Classificar facções como terroristas é um tiro no pé do nosso povo

Israel Luz
Classificar facções como terroristas é um tiro no pé do nosso povo

Que a segurança pública será um dos grandes temas das eleições de 2026 é evidente. Nas últimas semanas, o debate voltou a se cruzar com a ofensiva de Donald Trump contra a soberania dos países da América Latina. Estamos falando da proposta dos Estados Unidos, apoiada pelo bolsonarismo, de classificar o Primeiro Comando da Capital (PCC) e o Comando Vermelho (CV) como organizações “narcoterroristas”.

Enquanto isso, entre a extrema direita e a esquerda governista, o essencial segue fora do debate: quais medidas de fato melhoram a vida e a segurança da classe trabalhadora?

De onde vem essa proposta?

Em 2025, a ideia surgiu no Projeto de Lei das Facções, apresentado como resposta à insegurança, mas sem enfrentar suas causas estruturais. Ao mesmo tempo, buscava-se evitar que o tema ficasse sob domínio exclusivo da extrema direita.

O bolsonarismo, por sua vez, repetia sua fórmula: mais mortes pela polícia e mais encarceramento em massa. Como se o Brasil já não tivesse forças policiais extremamente letais e uma das maiores populações carcerárias do mundo, atingindo sobretudo a juventude negra e periférica.

O relator foi Guilherme Derrite, cuja trajetória e gestão em São Paulo ficaram marcadas pelo aumento da letalidade policial. Após negociações com o governo Lula, a proposta de classificar PCC e CV como “narcoterroristas” foi retirada naquele momento.

Agora, um cenário mais grave

Em setembro de 2025, o pescador colombiano Alejandro Carranza foi morto em uma ação dos Estados Unidos no Caribe sob acusação de tráfico nunca comprovada. Como ele, mais de 80 pessoas foram mortas. O caso continua sendo denunciado por familiares e organizações de direitos humanos.

Esse episódio ajuda a entender a retomada do tema: ele está diretamente ligado à estratégia dos Estados Unidos de ampliar seu domínio sobre a América Latina. Trump busca reforçar sua influência diante da China, contando com aliados como Milei, Noboa e Bukele.

Na cúpula “Escudo das Américas”, esse alinhamento avançou. Poucos dias depois, o Paraguai aprovou um acordo que concede privilégios e imunidade a militares e empresas estadunidenses permitindo, na prática, que atuem sem responder à justiça local.

Também houve tensões na fronteira entre Equador e Colômbia após uma operação com participação dos Estados Unidos ultrapassar limites territoriais. Esse conjunto de fatos revela o risco de aprofundamento da ingerência externa na região.

Não é sobre segurança

A segurança pública seguirá central em 2026. O bolsonarismo aposta no medo social para justificar medidas autoritárias, como o modelo prisional de El Salvador, marcado por encarceramento em massa, violações de direitos e perseguição política.

A esquerda governista tampouco apresenta uma alternativa real. Estados governados pelo PT ou aliados, como Bahia e Pará, registram altos índices de letalidade policial segundo o Anuário Brasileiro de Segurança Pública 2025.

Ou seja, o problema não é a ausência de repressão, mas a manutenção de um modelo racista, violento e militarizado, que atua como instrumento de controle social em um país marcado por profundas desigualdades.

"Narcoterrorismo" e soberania

A definição de terrorismo é política. Por que ações de potências como Estados Unidos ou Israel não recebem esse rótulo?
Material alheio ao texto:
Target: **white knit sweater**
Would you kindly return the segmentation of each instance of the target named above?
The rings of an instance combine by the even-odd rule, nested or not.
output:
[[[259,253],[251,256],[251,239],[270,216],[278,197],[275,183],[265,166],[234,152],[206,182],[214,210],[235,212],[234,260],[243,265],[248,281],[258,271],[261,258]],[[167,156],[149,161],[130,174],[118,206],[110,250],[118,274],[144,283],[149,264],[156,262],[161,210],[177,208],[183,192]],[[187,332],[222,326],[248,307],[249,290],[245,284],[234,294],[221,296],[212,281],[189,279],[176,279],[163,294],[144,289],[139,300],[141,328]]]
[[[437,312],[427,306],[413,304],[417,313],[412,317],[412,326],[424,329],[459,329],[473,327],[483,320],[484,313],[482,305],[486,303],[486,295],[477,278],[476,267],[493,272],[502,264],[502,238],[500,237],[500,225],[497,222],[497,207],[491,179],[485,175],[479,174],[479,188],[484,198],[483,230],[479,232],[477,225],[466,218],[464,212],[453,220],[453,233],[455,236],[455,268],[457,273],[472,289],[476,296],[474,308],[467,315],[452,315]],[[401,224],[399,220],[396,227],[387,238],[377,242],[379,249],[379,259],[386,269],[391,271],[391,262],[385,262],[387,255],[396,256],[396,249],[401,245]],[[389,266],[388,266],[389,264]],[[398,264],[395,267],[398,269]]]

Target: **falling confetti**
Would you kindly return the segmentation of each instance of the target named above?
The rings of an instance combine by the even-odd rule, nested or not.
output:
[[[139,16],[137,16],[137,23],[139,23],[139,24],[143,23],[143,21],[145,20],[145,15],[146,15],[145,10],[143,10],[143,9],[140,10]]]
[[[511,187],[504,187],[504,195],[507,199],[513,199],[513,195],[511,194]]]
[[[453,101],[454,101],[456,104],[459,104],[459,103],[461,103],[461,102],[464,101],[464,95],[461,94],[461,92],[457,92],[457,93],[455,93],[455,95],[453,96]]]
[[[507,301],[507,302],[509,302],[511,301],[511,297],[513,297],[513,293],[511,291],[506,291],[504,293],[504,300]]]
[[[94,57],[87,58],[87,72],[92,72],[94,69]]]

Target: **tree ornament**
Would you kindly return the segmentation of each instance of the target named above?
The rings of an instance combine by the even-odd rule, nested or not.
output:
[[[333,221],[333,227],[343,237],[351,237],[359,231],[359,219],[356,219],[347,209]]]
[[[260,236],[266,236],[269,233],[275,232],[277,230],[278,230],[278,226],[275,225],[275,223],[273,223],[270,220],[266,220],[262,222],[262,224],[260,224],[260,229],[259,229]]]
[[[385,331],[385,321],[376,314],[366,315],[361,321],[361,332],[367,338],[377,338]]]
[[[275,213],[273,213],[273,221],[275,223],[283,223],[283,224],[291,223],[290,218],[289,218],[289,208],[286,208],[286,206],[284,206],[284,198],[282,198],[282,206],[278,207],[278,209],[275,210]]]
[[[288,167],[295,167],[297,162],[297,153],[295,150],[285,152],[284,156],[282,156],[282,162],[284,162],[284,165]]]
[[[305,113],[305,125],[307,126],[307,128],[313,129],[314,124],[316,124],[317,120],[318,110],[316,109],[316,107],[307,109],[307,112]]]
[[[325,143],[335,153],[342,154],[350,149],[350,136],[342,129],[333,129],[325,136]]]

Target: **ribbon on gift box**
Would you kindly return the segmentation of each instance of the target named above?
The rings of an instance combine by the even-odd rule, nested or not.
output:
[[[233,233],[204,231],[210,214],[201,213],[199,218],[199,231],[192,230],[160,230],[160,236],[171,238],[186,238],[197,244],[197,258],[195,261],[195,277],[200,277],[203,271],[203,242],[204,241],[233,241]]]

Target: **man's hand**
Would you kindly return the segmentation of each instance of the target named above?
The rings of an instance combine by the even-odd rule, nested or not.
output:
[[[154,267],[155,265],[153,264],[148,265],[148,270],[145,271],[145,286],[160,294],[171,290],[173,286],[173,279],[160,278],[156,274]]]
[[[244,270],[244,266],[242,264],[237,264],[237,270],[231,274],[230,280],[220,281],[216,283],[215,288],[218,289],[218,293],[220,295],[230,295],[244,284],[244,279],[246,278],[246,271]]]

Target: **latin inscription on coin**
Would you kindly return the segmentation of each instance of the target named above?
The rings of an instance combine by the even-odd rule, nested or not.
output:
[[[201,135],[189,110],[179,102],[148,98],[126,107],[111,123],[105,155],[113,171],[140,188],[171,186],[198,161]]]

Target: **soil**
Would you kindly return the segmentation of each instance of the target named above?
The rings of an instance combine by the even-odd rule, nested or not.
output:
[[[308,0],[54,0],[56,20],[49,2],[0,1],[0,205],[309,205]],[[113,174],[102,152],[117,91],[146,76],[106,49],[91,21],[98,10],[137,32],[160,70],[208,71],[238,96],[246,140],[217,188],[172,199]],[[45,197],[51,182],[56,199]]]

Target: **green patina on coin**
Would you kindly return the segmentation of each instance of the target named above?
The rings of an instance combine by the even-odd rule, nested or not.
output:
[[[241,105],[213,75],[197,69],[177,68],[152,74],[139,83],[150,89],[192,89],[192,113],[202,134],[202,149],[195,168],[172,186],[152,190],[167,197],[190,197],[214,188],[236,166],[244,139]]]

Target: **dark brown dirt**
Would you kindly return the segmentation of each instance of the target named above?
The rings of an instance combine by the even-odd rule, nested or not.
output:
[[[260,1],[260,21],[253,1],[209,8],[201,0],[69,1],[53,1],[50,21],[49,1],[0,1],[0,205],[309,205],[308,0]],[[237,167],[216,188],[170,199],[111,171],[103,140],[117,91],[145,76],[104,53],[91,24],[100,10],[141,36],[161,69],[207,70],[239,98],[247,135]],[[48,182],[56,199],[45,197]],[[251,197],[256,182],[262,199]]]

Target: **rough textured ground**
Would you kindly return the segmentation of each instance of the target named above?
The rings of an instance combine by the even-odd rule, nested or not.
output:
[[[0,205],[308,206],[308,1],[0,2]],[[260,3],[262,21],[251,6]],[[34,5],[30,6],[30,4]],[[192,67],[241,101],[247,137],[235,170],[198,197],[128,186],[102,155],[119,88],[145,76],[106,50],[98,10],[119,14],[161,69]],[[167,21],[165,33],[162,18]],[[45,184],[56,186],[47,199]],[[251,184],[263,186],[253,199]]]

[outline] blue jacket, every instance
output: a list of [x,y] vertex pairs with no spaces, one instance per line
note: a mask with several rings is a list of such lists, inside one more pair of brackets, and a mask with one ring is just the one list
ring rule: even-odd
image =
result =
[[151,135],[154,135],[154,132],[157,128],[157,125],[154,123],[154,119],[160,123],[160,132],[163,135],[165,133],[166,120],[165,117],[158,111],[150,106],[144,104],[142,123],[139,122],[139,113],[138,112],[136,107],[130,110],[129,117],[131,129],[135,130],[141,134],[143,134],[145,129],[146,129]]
Porque são essas mesmas potências que determinam quem será classificado como terrorista.

No caso do PCC e do CV, não há objetivo político, mas busca de lucro, muitas vezes articulada com setores da economia formal. Investigações já demonstraram vínculos com empresas e instituições legais. Além disso, o crime organizado não cresce sem apoio ou conivência estatal, seja pela corrupção, seja pelo funcionamento do sistema prisional como espaço de recrutamento.

Especialistas alertam que essa classificação pode inclusive prejudicar investigações. O promotor Lincoln Gakiya aponta que a federalização dos casos pode enfraquecer o combate às facções. Mais do que isso, o rótulo de “narcoterrorismo” abre caminho para maior intervenção dos Estados Unidos, sob o pretexto de combate ao crime, colocando em risco a soberania nacional.

Qual é o caminho?

A saída passa pela organização independente da classe trabalhadora e dos povos oprimidos em toda a América Latina.

Experiências recentes apontam caminhos: mobilizações nos Estados Unidos contra políticas anti-imigração, a vitória indígena em Santarém contra interesses da Cargill e a greve da Avibras mostram a força da luta coletiva.

Mais do que nunca, é necessário lutar por uma nova independência, baseada no controle popular das riquezas produzidas pelo trabalho e na soberania dos povos.